Libye : entre vrai et faux débat…
Par yazPublié le
La question fait débat, il est quasiment impossible d’y échapper. Les frappes aériennes en territoire libyen sur des objectifs militaires se justifient-elles, est-ce la seule possibilité d’assurer la protection des civils ?
Retenons, parmi les contradicteurs, ceux qui admettent que Mouamar Kadhafi tient au moins du despote, qu’il règne sans partage avec l’aide de sa famille et de son clan. Avec les autres, la discussion n’a évidement pas lieu d’être, les frappes étant tout simplement considérées comme une agression condamnable contre un pays souverain.
Dans le camp des opposés à l’intervention militaire, il y a d’abord ceux qui fustigent les «va-t-en-guerre» par principe, estimant que la parole des armes, sous quelque forme que ce soit, sème la mort sans apporter de solution. Le dialogue et la concertation constituent la seule voie à suivre dans tous les cas de figure. On pourrait donc penser qu’il aurait suffi de prêcher la bonne parole à Kadhafi et à ses sbires pour leur faire entendre raison, les aider à chasser les démons qui les habitent, leur penchant pour la tyrannie, et transformer la Libye en démocratie rayonnante, comme d’un coup de baguette magique.

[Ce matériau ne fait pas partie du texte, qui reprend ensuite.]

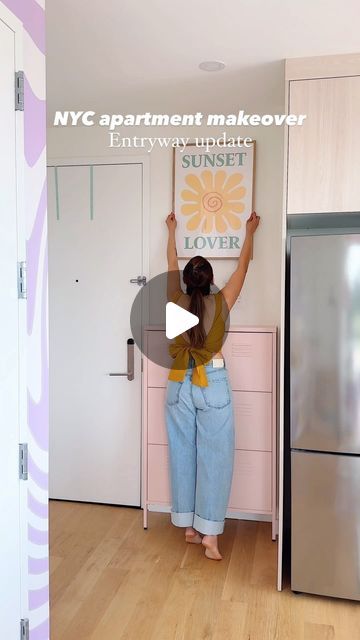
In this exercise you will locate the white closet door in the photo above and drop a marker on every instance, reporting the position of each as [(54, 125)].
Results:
[(95, 248), (12, 312)]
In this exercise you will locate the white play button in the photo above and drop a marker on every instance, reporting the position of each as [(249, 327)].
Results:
[(178, 320)]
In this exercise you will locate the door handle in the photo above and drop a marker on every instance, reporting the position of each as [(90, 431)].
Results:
[(140, 280), (130, 362)]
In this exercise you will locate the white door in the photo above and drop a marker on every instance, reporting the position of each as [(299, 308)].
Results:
[(11, 340), (95, 248)]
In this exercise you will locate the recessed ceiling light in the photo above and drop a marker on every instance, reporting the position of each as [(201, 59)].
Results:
[(211, 65)]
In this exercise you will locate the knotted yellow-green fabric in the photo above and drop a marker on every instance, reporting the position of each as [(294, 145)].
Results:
[(182, 351)]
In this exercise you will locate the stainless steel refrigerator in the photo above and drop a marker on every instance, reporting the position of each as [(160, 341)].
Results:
[(324, 411)]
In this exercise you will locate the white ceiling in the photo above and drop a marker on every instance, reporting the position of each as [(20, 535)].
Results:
[(132, 56)]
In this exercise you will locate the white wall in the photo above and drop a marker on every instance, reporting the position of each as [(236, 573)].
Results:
[(259, 302)]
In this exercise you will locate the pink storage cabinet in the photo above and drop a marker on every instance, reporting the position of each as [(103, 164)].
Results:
[(250, 355)]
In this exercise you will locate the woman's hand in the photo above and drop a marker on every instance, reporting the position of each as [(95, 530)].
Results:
[(171, 221), (252, 223)]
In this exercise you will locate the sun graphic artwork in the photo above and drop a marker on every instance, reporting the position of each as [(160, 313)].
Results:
[(213, 200)]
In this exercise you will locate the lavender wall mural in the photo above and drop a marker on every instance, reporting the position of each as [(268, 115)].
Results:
[(32, 15)]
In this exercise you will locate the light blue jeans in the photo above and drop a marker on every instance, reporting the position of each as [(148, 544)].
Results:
[(200, 429)]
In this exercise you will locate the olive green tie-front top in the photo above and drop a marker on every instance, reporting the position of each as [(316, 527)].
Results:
[(182, 351)]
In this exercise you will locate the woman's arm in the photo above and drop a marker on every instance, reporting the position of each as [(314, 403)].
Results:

Dans ce même camp des opposés, il y a aussi ceux qui brandissent l’argument des hydrocarbures en Libye. Kadhafi étant assis sur des barils de pétrole, les pays composant la coalition sont nécessairement engagés dans une course autour de cet enjeu. La protection des civils contre les menaces de tueries proférées par le « guide » n’est qu’un prétexte fallacieux. L’argument comporte en effet une bonne part de vérité. La course souterraine entre les grandes puissances intéressées par les contrats pétroliers et autres investissements est une réalité. Reste qu’en enfonçant ainsi des portes ouvertes, on peut être amené à admettre que de père en fils, en arrière-fils en arrière-petit-fils, le clan des Kadhafi est promis à un règne ad vitam aeternam, et que le peuple libyen est condamné à vivre cette dictature comme une malédiction.
Troisième argument enfin : le risque de « l’enlisement », prenant pour exemple l’Irak et l’Afghanistan. C’est à n’en point douter le plus convaincant. Les derniers développements autour de la question du commandement de la zone d’exclusion aérienne au-dessus de la Libye, marqués par les dissensions à l’intérieur de la coalition, laissent en effet craindre des risques de cafouillage et de dysfonctionnement qui peuvent faire traîner les choses en longueur face à une armée de Kadhafi toujours bien en place, quoique l’on dise, et qui va de plus en plus se mêler aux populations civiles. Il faut espérer en effet qu’en parallèle à ces manœuvres militaires, la diplomatie suive son cours et qu’une issue soit rapidement trouvée pour stopper les frappes et conduire à des pourparlers entre le Conseil national de la résistance Libyen et les états-majors de l'armée.
L’obstination de Kadhafi à défier le reste du monde a nécessairement une limite. En attendant, reste le sort de ces dizaines de milliers de réfugiés qui s’entassent désespérément aux frontières, les plus de 6000 morts et tous les autres, femmes, enfants, vieillards, restés la peur au ventre sous la protection ô combien fragile d’insurgés mal armés, désorganisés, apparemment pris de panique. Dès lors, il ne suffit pas de se donner bonne conscience à coup de slogans condamnant et le « guide » et les puissances «impérialistes». Les populations civiles libyennes sans défense n’ont que faire de ces incantations. Leur protection n’a pas de prix face à un Kadhafi déterminé à nettoyer les villes de l’insurrection «ruelle par ruelle, maison par maison». Faut-il ou non le laisser faire ? Telle est la seule question qui mérite d’être posée, entre vrai et faux débat.